Les coptes, la plus grande minorité chrétienne du Proche-Orient, ont été invités à participer en fin de journée à une messe de minuit dans la cathédrale de la Nativité tout juste sortie du sable.

Régulièrement cible des djihadistes, les coptes se disent souvent discriminés par les lois égyptiennes qui favorisent les musulmans et rendent notamment très difficile la construction et la rénovation d’églises. Ils dénoncent aussi l’impunité dont bénéficient trop souvent leurs agresseurs.

Arrivé au pouvoir après avoir renversé le président Mohamed Morsi, issu des Frères musulmans, Abdel Fattah al Sissi, très critiqué par les défenseurs des droits de l’homme pour sa répression tous azimuts, a voulu faire de l’inauguration de la nouvelle église un symbole de tolérance.

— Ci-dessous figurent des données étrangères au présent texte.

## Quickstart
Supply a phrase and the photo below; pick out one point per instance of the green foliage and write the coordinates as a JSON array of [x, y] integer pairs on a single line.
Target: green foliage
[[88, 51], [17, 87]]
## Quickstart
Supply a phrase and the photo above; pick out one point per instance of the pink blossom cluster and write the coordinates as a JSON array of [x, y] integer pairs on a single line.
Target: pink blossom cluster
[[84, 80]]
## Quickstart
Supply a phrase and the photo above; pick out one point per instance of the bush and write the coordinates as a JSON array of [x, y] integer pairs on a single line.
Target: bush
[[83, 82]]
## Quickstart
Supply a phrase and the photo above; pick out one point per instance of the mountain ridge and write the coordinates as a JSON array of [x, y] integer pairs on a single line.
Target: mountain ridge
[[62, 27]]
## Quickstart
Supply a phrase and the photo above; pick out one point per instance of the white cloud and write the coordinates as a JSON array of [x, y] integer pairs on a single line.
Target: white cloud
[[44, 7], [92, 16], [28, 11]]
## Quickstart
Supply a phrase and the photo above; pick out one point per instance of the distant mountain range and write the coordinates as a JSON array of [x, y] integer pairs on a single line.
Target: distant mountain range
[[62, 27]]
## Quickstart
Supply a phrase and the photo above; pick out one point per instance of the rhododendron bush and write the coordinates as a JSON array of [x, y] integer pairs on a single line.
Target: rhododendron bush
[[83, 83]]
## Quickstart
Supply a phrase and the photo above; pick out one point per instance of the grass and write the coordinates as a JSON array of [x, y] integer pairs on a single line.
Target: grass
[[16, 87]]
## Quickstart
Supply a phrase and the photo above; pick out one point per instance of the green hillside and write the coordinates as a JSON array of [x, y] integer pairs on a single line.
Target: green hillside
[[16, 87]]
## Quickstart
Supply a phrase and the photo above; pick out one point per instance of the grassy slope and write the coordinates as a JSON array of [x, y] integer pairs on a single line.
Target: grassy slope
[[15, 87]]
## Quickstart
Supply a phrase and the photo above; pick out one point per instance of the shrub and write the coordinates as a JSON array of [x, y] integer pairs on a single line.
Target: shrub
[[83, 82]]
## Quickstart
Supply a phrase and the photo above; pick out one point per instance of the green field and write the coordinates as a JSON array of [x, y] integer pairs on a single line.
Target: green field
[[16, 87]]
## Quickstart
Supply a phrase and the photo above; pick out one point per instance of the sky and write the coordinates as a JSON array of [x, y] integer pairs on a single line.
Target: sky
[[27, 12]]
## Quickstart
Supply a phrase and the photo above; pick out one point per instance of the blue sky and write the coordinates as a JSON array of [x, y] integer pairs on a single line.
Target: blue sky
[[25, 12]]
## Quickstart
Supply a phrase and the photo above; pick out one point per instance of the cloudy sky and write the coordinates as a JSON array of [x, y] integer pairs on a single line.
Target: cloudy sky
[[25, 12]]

« C’est un moment important dans notre histoire », a déclaré le président égyptien en présence du patriarche copte orthodoxe Théodore II et du grand imam de la mosquée d’Al Azhar, le cheikh Ahmed al Tayeb. « Nous sommes un et nous demeurerons un », a-t-il ajouté à l’intention de ses compatriotes.

Le président Sissi a annoncé en 2015 la construction d’une ville entièrement nouvelle en plein désert, à une cinquantaine de kilomètres du Caire, pour soulager la capitale actuelle, totalement saturée. La ville devrait commencer à accueillir cette année les ministères et les principales administrations.